Wysoka frekwencja oraz reżim sanitarny przyczyniły się do powstawania długich kolejek przed lokalami wyborczymi. We Wrocławiu jeden z takich "ogonków" utrzymywał się przez cały dzień. - Nigdy nie widziałam tu tylu ludzi - mówiła zastępczyni przewodniczącego komisji nr 51 we Wrocławiu.
Nawet półtorej godziny – tyle trzeba było czekać, by oddać głos w lokalu wyborczym przy ul. Swojczyckiej we Wrocławiu. "Ogonek" utrzymywał się przez całe popołudnie i tak było aż do zamknięcia lokalu.
- Nigdy nie widziałam tu tylu ludzi. Nie miałam czasu ani na herbatę, ani na posiłek. Cały dzień było pełno głosujących. Bardzo się cieszę, że ludzie głosują – mówiła Zofia Sokołowska-Jabłońska, zastępczyni przewodniczącego komisji obwodowej nr 51 we Wrocławiu.

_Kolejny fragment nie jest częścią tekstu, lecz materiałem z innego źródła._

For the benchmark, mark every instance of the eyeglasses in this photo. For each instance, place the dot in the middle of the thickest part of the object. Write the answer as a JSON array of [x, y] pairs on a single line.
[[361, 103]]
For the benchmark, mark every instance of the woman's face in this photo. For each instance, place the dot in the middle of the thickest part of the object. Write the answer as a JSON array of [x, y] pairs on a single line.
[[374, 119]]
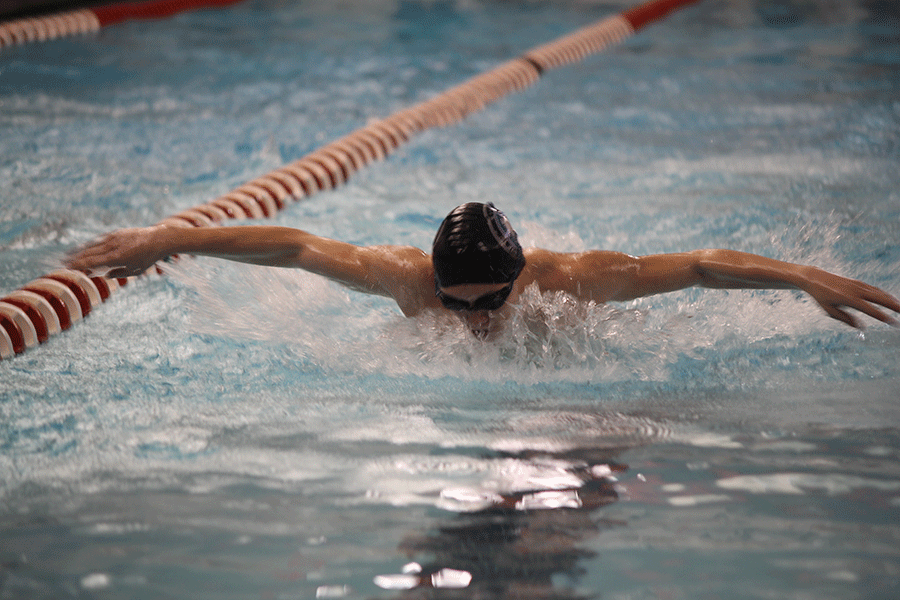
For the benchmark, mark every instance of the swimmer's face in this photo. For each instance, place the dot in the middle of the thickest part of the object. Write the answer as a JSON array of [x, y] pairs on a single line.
[[477, 304], [471, 297]]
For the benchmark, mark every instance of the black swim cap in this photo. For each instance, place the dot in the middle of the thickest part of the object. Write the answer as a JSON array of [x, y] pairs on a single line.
[[476, 244]]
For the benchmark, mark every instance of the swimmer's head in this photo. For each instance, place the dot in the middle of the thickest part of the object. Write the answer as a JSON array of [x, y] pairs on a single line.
[[476, 244]]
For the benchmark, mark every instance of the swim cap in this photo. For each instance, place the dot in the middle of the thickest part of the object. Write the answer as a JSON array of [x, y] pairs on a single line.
[[476, 244]]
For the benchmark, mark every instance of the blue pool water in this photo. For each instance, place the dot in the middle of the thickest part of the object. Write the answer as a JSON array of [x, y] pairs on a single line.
[[227, 431]]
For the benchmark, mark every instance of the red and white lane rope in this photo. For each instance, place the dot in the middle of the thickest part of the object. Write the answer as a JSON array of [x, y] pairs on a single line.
[[51, 304], [88, 20]]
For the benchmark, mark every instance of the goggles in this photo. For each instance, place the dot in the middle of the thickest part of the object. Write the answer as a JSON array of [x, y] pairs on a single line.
[[489, 301]]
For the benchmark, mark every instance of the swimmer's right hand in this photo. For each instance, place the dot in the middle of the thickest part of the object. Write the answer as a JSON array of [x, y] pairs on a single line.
[[122, 253]]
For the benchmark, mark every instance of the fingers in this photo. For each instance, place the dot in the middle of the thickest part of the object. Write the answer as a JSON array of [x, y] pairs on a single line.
[[843, 316]]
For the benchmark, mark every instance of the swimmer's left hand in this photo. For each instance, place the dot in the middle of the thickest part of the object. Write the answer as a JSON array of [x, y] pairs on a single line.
[[836, 294]]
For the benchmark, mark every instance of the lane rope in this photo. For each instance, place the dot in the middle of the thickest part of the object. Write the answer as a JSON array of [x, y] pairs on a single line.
[[52, 303]]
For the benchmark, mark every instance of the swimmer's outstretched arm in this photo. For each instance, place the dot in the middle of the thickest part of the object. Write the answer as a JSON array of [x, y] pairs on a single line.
[[128, 252], [603, 276]]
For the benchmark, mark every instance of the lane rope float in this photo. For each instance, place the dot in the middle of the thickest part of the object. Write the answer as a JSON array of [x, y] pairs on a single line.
[[90, 20], [52, 303]]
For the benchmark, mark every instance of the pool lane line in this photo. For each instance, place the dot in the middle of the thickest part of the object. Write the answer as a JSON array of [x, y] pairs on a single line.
[[92, 19], [51, 304]]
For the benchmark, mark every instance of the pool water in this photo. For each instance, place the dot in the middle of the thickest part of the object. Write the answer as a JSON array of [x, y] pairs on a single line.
[[226, 431]]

Niektórzy, tak jak pan Andrzej Popowicz, pojawiali się tam kilka razy. Mimo to kolejki nie udało się uniknąć. - Byłem dwa razy, ale nie chciałem stać w tak długiej kolejce. Teraz mniejsza nie jest, ale nie ma już wyjścia, więc poczekam – opowiada Popowicz.
Skąd te kolejki?
Państwowa Komisja Wyborcza tłumaczyła kolejki przede wszystkim wymogami sanitarnymi związanymi z przeciwdziałaniem rozprzestrzenianiu się koronawirusa.
- Pandemia nie jest zależna od komisji wyborczych, natomiast wprowadzenie rygorów sanitarnych spowodowało, że szybkość oddania głosu jest znacznie zmniejszona – przyznał na konferencji prasowej po godzinie 12 przewodniczący PKW Sylwester Marciniak.
W lokalu wyborczym w tym samym czasie mogła przebywać nie więcej niż jedna osoba na cztery metry kwadratowe jego ogólnodostępnej powierzchni z wyłączeniem członków obwodowej komisji wyborczej, mężów zaufania, obserwatorów społecznych i międzynarodowych i gospodarza lokalu.
Nie bez znaczenia była też frekwencja. Według Ipsos w pierwszej turze wyborów prezydenckich wyniosła ona 62,9 procent. Jeśli wyniki tego badania się potwierdzą, to będzie to najwyższa frekwencja od 1995 roku.
Z danych sondażowych wynika, że najwięcej osób do urn poszło w województwach: mazowieckim (68,1 proc.), lubuskim (65,7 proc.) i małopolskim (64,8 proc.). Na przeciwnym biegunie znalazły się województwa: opolskie (58,3 proc.), warmińsko-mazurskie (58,4 proc.) i świętokrzyskie (58,5 proc.).